Speaker of the Azad Kashmir Legislative Assembly
- In office 24 July 2001 – 24 July 2006
- Deputy: Sanaullah Qadri
- Preceded by: Chaudhry Abdul Majid
- Succeeded by: Shah Ghulam Qadir

Member of the Azad Kashmir Legislative Assembly
- In office 2009 – 30 July 2016
- Preceded by: Khalid Ibrahim Khan
- Succeeded by: Sagheer Ahmed Khan Chughtai
- Constituency: LA-20 Poonch & Sudhnoti-IV
- In office 24 July 2001 – 24 July 2006
- Preceded by: Khalid Ibrahim Khan
- Succeeded by: Khalid Ibrahim Khan
- Constituency: LA-20 Poonch & Sudhnoti-IV
- In office 1986–1991
- Preceded by: Constituency established
- Succeeded by: Mehmood Ahmed
- Constituency: Reserved seat for technocrats

Personal details
- Party: Pakistan Tehreek-e-Insaf (2021-2023)
- Other political affiliations: All Jammu and Kashmir Muslim Conference (mid 1960s-2016) Pakistan Muslim League (N) (2016-2021)

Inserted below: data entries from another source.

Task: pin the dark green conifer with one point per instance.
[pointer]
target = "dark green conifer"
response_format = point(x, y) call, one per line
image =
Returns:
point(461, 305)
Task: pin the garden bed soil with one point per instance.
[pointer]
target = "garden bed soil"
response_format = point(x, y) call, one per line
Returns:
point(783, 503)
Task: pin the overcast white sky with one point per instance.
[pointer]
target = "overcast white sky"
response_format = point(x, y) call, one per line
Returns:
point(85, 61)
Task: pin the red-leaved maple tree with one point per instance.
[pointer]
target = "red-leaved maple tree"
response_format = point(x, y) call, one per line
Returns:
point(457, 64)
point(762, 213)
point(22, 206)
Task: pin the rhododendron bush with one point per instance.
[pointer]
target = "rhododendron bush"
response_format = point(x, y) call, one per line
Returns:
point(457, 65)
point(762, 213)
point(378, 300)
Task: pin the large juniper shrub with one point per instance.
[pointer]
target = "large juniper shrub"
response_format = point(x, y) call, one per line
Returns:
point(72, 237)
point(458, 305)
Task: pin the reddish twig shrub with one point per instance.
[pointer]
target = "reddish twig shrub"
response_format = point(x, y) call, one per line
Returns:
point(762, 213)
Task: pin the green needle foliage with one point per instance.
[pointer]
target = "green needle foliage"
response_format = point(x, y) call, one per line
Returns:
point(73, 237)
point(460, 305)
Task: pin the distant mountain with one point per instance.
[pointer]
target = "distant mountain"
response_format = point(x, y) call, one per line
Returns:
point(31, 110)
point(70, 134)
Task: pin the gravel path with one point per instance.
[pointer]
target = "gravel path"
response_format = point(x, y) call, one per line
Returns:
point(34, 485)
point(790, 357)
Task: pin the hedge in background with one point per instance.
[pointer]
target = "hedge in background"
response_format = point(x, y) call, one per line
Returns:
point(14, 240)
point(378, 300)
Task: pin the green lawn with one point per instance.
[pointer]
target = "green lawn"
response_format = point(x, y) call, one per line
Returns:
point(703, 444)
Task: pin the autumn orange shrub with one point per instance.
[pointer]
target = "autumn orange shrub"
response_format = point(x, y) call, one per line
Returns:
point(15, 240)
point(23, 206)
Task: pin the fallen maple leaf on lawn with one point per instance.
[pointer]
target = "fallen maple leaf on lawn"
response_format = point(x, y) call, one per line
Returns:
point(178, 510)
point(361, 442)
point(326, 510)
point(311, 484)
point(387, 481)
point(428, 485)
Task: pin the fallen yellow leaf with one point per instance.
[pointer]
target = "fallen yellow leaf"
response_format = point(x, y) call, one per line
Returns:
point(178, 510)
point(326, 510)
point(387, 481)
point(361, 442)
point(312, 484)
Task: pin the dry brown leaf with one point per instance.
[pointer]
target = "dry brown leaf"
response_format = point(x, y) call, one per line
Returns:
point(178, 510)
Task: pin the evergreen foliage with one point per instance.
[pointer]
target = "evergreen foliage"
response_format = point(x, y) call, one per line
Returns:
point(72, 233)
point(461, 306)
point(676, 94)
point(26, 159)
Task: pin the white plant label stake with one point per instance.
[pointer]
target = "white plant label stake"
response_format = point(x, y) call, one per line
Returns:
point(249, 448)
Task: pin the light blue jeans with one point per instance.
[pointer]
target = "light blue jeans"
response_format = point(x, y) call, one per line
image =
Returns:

= Muhammad Sayab Khalid Khan =

Pakistani politician (1940–2023)

Sardar Muhammad Sayab Khalid Khan (محمد سیاب خالد خان; 26 March 1940 – 20 March 2023) was a Pakistani politician. He was the Speaker of the Azad Kashmir Legislative Assembly from 24 July 2001 through 24 July 2006. He also served as a member of the Assembly from July 2001 to July 2006 and from 2009 to July 2016.

== Early life ==
Khan was born on 26 March 1940 in Pachiot near Rawalakot, Azad Kashmir. His father, Sardar Muhammad Ayub Khan, was a civil servant in Revenue Department of Azad Kashmir who topped the departmental exam and his grandfather Sardar Kala Khan was awarded a special honorarium of respect by Maharaja of Kashmir. His father died when he was a toddler and his education pursuits were supervised by his eldest sister Begum Naqqi Nazir Sharif with the help of Justice S. M. Sharif Khan. He completed his law degree from the University of Peshawar.

== Political career ==
In 1986, after the addition of six reserved seats to the Azad Kashmir Legislative Assembly under the Seventh Amendment to the Interim Constitution of Azad Jammu and Kashmir, Khalid was elected from a reserved seat for technocrats as a candidate of All Jammu and Kashmir Muslim Conference (AJKMC).

He was re-elected to the Assembly from LA-20 Poonch & Sudhnoti-IV as a candidate of AJKMC in the 2001 Azad Kashmiri general election.

After taking oath as a member on 24 July 2001, he was elected as Speaker of the Assembly. He received votes and defeated a candidate of Pakistan People's Party (PPP).

He contested the 2006 Azad Kashmiri general election from LA-20 Poonch & Sudhnoti-IV as a candidate of AJKMC, but was unsuccessful. He was defeated by Khalid Ibrahim Khan, a candidate of Jammu Kashmir Peoples Party.

He was re-elected to the Assembly from LA-20 Poonch & Sudhnoti-IV as a candidate of AJKMC in a 2009 by-election.

On 29 October 2009, he was sworn into the cabinet of Prime Minister Farooq Haider Khan, and was made the Minister for Trade and Industry and Rawalakot City Development Project.

On 12 August 2010, he was sworn into the cabinet of Prime Minister Attique Ahmed Khan, and was made the Minister for Law, Justice and Parliamentary Affairs.

He was re-elected to he Assembly from LA-20 Poonch & Sudhnoti-IV as a candidate of AJKMC in the 2011 Azad Kashmiri general election.

On 17 July 2016, he joined Pakistan Muslim League (N) (PML(N)).

He joined Pakistan Tehreek-e-Insaf (PTI) ahead of the 2021 Azad Kashmiri general election.

On 24 January 2022, was elected to the Azad Jammu and Kashmir Council as a candidate of PTI, and secured 31 votes.

== Death ==
He died on 20 March 2023. He had a stroke before his death and was receiving medical treatment.